There is another area in which some extra protection is needed and that is Investment and savings.

Over the past few months thousands of people have lost billions of dollars through finance and property company collapses and repayment moratoriums.

Many of those affected have been the elderly. Some have lost everything.

They are the people who tried to prepare themselves financially for their retirement years.

And the system has failed them.

What has emerged is that billions have been frittered away by smart aleck money men at the public’s expense.

Will anyone have to answer for the failure of these ventures?

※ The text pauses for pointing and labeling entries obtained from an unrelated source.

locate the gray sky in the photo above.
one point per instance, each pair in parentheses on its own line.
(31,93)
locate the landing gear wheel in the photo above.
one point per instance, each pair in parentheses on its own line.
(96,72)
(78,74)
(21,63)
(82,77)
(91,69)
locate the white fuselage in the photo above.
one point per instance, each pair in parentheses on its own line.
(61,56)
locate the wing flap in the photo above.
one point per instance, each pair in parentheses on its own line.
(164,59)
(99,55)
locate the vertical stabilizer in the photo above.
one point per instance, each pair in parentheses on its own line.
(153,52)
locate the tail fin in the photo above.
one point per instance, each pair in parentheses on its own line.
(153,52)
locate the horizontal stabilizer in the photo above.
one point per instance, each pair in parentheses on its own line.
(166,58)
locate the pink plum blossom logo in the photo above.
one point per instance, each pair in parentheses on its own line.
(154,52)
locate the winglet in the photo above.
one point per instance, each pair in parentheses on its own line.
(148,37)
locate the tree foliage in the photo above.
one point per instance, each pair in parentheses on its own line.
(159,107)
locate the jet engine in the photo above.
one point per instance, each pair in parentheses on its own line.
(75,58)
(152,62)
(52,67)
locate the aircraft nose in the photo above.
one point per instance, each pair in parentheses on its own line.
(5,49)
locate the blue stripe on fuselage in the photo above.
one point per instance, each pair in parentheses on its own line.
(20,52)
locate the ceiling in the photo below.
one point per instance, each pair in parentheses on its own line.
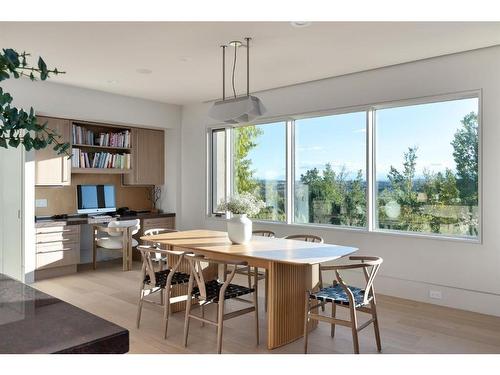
(185,57)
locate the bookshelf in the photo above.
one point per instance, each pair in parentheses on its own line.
(100,148)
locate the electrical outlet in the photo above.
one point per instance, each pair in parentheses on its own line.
(41,203)
(435,294)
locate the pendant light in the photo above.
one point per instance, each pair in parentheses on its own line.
(238,109)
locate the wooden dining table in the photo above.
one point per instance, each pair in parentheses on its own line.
(292,268)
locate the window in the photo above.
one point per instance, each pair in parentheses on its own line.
(427,168)
(410,168)
(330,170)
(218,164)
(259,166)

Will they have to give up their mansions?

Do not hold your breath!

This is the stuff of real scandal – we are talking billions of dollars - not the trivia and trawling through used laundry lists that obsess our media.

Where were the media warnings that might have helped people?

The media certainly brought no critical reporting to the finance and property sector when it might have done some good.

The outcome is that if you buy a dodgy car in New Zealand the chances are you can get some redress.

But if you invest in a financial enterprise then you are on your own.

Similarly, the agencies that were supposed to protect the public, such as the Securities Commission, were forced to be paper tigers because their hands are tied by the lack of laws with teeth.

The bottom line is this; despite their best efforts and sacrifices people through no fault of their own have been left financially exposed.

New Zealand First is looking at a system within the banking industry to guarantee deposits up to $100,000.

They would have to be in New Zealand-owned institutions and operate under strict guidelines.

Kiwibank and TSB are two such institutions we would look at.

The point is that we are a savings poor country.

We have relied too much on the savings of other countries.

It has to be more attractive for people to invest in their own country and to know that their investments are protected.

We are not talking about speculation. We are talking about savings and investing those savings in the growth and development of this country.

We must have faith in ourselves and go back to being nation builders.

New Zealand First is under attack by some vested interests because we are standing firmly in their way. We will not let them reduce your benefits or sell your assets ever again.

In a few weeks, as tax cuts take effect for working New Zealanders, those on superannuation will get a major windfall.

For married couples this means just under $23 a week, with adjusted amounts for other rates of New Zealand Superannuation.

We said your superannuation needed to be higher – and it is.

But our commitment does not stop there. This coming election is about the really basic issues.

It's about the survival of ordinary people in the face of oil price shocks, exorbitant interest rates, price rises, increased crime and threatened unemployment.

You hold the future of this country in your hands. Remember the quote at the start of this speech by John William Fletcher – that pious God-fearing man of the eighteenth century.

“Deeds and not words shall speak to me”.

New Zealand First offers deeds. We need your help to deliver more.